US Secretary of State John Kerry is to meet his British counterpart, William Hague on Wednesday for talks on the current crisis in Syria.
US Secretary of State John Kerry is to meet his British counterpart, William Hague on Wednesday for talks on the current crisis in Syria.
The meeting is to take place in Washington, where Hague will travel to.
The visit was postponed from Monday, when the British foreign Secretary appeared in the Commons to answer MPs' questions on British eavesdropping agency GCHQ's links to a controversial US internet monitoring program.
But it is understood that Mr Hague's visit is likely to focus on putting pressure on Bashar Assad's regime in Damascus rather than the row over the US National Security Agency's Prism online surveillance project.
Plans to bring together the Syrian government and the foreign-backed opposition at talks in a planned international conference in Geneva have so far failed to come to fruition, and Hague at the weekend warned Damascus' gains on the ground "raised new hurdles."

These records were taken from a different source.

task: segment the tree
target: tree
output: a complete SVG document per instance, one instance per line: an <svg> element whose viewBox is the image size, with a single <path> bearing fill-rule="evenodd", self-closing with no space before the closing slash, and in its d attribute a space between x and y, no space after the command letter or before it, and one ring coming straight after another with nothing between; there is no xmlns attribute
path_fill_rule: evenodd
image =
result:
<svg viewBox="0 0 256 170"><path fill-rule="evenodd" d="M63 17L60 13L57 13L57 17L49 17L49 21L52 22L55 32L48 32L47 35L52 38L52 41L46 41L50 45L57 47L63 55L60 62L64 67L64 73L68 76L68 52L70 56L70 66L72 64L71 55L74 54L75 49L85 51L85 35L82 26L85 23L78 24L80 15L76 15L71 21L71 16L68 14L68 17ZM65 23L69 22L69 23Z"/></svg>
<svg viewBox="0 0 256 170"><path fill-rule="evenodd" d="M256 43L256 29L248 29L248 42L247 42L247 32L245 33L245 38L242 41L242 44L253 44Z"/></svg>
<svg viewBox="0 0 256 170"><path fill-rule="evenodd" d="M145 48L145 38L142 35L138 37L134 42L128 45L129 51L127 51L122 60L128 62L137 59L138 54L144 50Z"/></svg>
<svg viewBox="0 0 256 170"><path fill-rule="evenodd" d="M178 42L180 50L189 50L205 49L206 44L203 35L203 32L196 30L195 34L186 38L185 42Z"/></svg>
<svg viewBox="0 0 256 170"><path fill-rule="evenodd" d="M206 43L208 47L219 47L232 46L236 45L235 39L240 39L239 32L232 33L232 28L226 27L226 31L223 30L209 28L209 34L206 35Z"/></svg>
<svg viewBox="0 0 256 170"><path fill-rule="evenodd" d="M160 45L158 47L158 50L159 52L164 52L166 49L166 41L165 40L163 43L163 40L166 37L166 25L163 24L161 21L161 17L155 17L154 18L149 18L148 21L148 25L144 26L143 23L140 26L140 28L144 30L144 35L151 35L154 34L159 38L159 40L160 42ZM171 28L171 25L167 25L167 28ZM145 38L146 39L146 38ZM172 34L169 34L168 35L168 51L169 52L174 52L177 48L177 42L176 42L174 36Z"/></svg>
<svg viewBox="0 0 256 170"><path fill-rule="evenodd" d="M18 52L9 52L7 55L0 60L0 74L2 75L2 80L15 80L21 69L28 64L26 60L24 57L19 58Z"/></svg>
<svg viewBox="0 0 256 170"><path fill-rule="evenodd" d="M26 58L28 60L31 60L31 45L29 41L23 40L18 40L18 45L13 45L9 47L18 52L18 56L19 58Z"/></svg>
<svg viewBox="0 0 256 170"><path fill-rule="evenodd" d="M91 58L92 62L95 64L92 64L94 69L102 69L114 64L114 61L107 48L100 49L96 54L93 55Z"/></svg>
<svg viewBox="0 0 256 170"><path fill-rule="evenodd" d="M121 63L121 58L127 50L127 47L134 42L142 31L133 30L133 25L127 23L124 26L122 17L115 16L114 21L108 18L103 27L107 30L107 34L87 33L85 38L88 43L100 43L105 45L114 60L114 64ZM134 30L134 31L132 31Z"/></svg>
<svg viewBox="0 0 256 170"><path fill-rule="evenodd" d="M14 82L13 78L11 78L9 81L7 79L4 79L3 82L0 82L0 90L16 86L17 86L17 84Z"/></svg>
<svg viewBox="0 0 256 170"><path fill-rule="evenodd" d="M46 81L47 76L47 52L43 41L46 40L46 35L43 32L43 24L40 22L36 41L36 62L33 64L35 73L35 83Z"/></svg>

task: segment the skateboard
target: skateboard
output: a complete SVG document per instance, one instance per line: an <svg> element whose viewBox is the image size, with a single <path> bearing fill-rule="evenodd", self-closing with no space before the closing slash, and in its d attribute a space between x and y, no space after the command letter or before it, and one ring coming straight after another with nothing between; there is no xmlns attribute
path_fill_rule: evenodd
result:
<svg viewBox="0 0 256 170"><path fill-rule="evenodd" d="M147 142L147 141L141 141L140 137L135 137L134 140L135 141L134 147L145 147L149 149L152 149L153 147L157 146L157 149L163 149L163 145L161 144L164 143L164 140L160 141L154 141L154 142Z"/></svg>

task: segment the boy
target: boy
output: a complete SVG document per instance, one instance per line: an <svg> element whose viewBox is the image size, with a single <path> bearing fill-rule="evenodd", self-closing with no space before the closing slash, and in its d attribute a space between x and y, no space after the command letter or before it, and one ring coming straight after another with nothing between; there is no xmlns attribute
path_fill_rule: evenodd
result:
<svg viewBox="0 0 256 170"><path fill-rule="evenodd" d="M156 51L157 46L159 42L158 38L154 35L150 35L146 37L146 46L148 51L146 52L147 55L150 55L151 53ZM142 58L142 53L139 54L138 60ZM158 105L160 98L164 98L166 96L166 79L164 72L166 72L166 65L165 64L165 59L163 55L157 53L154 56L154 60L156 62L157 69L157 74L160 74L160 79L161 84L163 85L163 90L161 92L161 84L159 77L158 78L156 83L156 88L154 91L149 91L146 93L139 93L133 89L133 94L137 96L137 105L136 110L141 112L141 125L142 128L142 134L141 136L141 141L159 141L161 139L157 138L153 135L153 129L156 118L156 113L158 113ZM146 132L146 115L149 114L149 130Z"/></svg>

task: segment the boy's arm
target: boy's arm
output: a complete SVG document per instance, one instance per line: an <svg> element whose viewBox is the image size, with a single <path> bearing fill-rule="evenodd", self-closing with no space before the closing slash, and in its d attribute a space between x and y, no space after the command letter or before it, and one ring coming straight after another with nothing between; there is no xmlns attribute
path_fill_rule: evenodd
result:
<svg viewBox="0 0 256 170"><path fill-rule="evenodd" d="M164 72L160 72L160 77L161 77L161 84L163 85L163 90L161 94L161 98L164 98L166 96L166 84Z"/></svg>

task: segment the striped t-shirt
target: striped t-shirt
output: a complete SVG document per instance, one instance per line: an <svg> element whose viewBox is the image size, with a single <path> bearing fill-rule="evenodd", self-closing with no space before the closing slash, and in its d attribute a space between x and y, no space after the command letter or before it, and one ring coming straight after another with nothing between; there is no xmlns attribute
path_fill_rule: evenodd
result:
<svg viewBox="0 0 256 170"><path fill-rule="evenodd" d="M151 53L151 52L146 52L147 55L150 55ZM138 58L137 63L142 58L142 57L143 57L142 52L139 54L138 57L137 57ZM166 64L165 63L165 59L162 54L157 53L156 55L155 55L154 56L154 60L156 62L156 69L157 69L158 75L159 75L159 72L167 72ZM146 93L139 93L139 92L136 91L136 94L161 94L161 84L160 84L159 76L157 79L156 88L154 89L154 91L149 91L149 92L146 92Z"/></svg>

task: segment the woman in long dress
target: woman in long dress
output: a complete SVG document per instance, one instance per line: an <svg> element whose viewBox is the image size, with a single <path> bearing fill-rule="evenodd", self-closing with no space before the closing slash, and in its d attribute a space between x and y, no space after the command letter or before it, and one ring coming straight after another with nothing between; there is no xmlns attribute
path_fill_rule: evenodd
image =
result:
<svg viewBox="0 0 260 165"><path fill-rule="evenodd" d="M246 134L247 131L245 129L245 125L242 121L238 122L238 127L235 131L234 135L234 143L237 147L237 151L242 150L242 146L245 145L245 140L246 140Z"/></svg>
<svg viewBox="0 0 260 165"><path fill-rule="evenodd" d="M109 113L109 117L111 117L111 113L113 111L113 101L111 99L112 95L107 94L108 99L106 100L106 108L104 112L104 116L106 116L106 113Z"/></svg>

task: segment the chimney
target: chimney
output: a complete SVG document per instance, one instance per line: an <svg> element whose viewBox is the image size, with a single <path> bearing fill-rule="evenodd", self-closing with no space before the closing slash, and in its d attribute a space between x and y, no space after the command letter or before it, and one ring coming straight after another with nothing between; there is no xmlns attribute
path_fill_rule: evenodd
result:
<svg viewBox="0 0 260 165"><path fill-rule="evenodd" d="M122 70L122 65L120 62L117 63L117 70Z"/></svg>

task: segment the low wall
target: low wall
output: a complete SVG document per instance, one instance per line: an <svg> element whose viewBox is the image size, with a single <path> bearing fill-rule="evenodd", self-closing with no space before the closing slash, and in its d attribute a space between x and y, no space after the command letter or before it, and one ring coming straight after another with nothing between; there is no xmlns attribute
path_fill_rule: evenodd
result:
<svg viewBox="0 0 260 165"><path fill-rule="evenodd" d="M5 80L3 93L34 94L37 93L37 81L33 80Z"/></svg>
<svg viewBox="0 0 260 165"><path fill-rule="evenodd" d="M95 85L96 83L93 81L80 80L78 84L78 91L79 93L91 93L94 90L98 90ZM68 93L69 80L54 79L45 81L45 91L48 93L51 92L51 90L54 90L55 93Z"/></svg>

President Barack Obama has asked his national security team, which includes Kerry, to "look at all options" to end the fighting, State Department spokeswoman Jen Psaki reiterated Tuesday, adding however there would be no American "boots on the ground."
Prime Minister David Cameron's official spokesman said: "This is a scheduled meeting. It is part of the ongoing close engagement that we have with allies, including the US, in support of the political solution that we want to see in Syria. My understanding is that the focus of the trip is very much Syria."